What this course is about

The goal of this course is to introduce you to the tools and thinking required for bioinformatics analysis.

This is a computer-based class. No bench work.

Learning Objectives

At the end of this course you should be able to:

  • Use cloud computing resources like Jetstream and AWS
  • Navigate the Linux operating system at the command line for file management and invocation of bioinformatics programs
  • Automate repetitive computational tasks using loops
  • Write scripts in R for data analysis and display
  • Perform genome wide association studies (GWAS)
  • Analyze Illumina sequencing data to find sequence polymorphisms

Learning Objectives, Continued

  • Perform a genome Assembly
  • Tentative: Find methylated regions of the genome
  • Analyze RNA-seq data to find differentially expressed genes and pathways
  • Make and deploy Shiny web applications
  • Reconstruct genetic co-expression networks
  • Analyze metagenomics data
  • Apply best practices for reproducible data analyses via git version control and markdown notebooks
  • Use Agentic AI tools to help with coding

Amount of Work (Bad News / Good News)

  • This class will require a lot of work outside of lab hours.
  • But you will gain a solid foundation in bioinformatic analysis, focused on second-generation sequencing data.

Why R and Linux?

  • Both R and Linux have command-line interfaces
  • Antiquated?
  • NO! Written code provides flexibility, creativity, and power not available in any other way
  • Linux (or Unix / Mac)
    • Outstanding built-in tools for data crunching
    • Provides access to hundreds of bioinformatics programs
    • Easy to automate repetitive tasks

Why R and Linux?

  • R
    • Powerful scripting, statistical, data processing, and graphical capabilities
    • Many bioinformatics packages are developed in R
    • Easy to automate repetitive tasks.

Some thoughts on AI and coding

  • AI is rapidly changing the way people code
  • Currently it is still important to understand what AI generated code is doing and how it works
  • Especially true in data analysis applications (how do you trust the output?)
  • You want to use AI to speed up your coding but not replace your thinking

AI and this class

  • You ARE allowed to use AI tools
  • You are NOT allowed to directly paste any text/question/code into any query/search/AI engine
  • You are encouraged to solve the problems on your own without AI…you will learn better
  • There will be a written/in-class portion of both exams that does not allow usage of AI
  • I plan to have an AI module later in the class to show how to use agentic tools (going beyond pasting things in to ChatGPT).
    • need to determine what to cut out!

Do you want to succeed in this class?

Secrets for success:

  1. You are learning a new language, treat it as such.
  2. Go slow.
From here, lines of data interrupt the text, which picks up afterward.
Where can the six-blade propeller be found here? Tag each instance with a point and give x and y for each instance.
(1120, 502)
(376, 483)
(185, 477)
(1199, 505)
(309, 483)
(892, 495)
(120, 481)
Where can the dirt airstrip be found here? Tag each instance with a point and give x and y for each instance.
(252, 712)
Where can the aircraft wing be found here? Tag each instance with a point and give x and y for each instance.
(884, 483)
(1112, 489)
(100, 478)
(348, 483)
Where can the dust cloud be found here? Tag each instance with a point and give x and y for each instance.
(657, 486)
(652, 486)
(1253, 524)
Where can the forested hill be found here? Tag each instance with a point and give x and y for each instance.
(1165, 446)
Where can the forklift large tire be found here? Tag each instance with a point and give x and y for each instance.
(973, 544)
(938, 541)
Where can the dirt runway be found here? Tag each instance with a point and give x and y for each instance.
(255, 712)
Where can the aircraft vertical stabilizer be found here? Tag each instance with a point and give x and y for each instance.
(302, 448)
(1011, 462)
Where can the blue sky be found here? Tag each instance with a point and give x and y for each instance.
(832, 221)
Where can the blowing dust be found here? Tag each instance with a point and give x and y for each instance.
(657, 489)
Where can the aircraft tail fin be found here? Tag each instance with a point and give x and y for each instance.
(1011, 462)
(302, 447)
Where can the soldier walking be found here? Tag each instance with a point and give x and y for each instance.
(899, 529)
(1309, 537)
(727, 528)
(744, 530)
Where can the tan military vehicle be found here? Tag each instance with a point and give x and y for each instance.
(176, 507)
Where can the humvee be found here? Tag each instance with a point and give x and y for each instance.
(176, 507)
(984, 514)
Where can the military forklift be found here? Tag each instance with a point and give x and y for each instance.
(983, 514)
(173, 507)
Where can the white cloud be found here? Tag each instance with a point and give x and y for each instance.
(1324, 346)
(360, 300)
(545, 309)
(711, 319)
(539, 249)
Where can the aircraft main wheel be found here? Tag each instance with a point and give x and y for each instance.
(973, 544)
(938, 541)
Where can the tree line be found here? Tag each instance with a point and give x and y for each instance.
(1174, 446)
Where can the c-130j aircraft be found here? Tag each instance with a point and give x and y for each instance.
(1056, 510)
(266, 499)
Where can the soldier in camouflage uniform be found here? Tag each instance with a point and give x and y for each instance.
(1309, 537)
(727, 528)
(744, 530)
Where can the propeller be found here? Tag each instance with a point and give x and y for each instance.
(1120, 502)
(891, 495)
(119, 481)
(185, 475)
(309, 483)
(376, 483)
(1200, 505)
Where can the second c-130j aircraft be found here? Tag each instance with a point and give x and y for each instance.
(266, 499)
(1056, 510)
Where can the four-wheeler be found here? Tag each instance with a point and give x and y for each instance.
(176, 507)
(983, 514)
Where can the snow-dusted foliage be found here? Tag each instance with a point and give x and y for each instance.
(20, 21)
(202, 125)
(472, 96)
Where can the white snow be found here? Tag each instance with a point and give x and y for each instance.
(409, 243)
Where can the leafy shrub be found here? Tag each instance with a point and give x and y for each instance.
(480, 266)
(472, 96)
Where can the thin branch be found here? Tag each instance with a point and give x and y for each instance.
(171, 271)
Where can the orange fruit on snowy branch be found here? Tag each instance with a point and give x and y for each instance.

If your goal is to get out of this room as soon as possible you will not succeed.
  3. Read the lab instructions carefully. See #2.
  4. Do not cut and paste code. Type it; you will learn it better.
  5. Take the time to understand a command. THINK!
  6. Do ask for help when you are stuck or confused.
  7. Be kind to yourself and your community.

Course Schedule

  • Most lectures pre-recorded
  • Do we want to keep this? To be revisited at the end of this week
  • Lecture Videos and embedded Playposit Quizzes due 9AM Tue/Thur
  • Released at least 24 Hours in advance.
  • To take the quiz be sure to start the video from Canvas > Assignments
  • To watch again: go to Canvas > Media Gallery
  • Tuesdays, Thursdays
    • Lab 1:10 - 5:00
  • Fridays
    • Discussion 1:10 - 2:00
    • Varied use
      • Office hours
      • Q & A (with student helping to A as well as Q)
      • lecture
      • Keep on working

(Tentative) Course Outline

  • Week 1:
    • Linux fundamentals
    • Markdown, git repositories
    • Sequence analysis and BLAST
  • Week 2:
    • Analyze BLAST in R
  • Week 3:
    • Tidyverse
    • Alignment, tree building
  • Week 4:
    • SNPs
    • population structure, GWAS
  • Week 5:
    • Build a web-app
  • Week 6:
    • Genome Assembly
    • Methylation Analysis
  • Weeks 7-9:
    • Illumina reads
    • RNAseq
  • Week 9:
    • Genetic Networks
  • Week 10:
    • Metagenomics

Course Grading

  • 45% Lab assignments
  • 25% Midterm (In class May 01, Take Home Available May 01, Due May 07, 1:10 PM)
  • 25% Final (In Class June 10 3:30, Take Home Available June 07, Due June 09, 5:00 PM)
  • 5% Playposit lecture quizzes + possible discussion Qs + Attendance

Do your own work

Developing code is an interactive process. Both your friends and the web can be excellent resources.

However Any direct copying of text or code from any person (in this class or on the web, etc) is considered plagiarism in the context of this course. Okay to use AI generated code–give attribution.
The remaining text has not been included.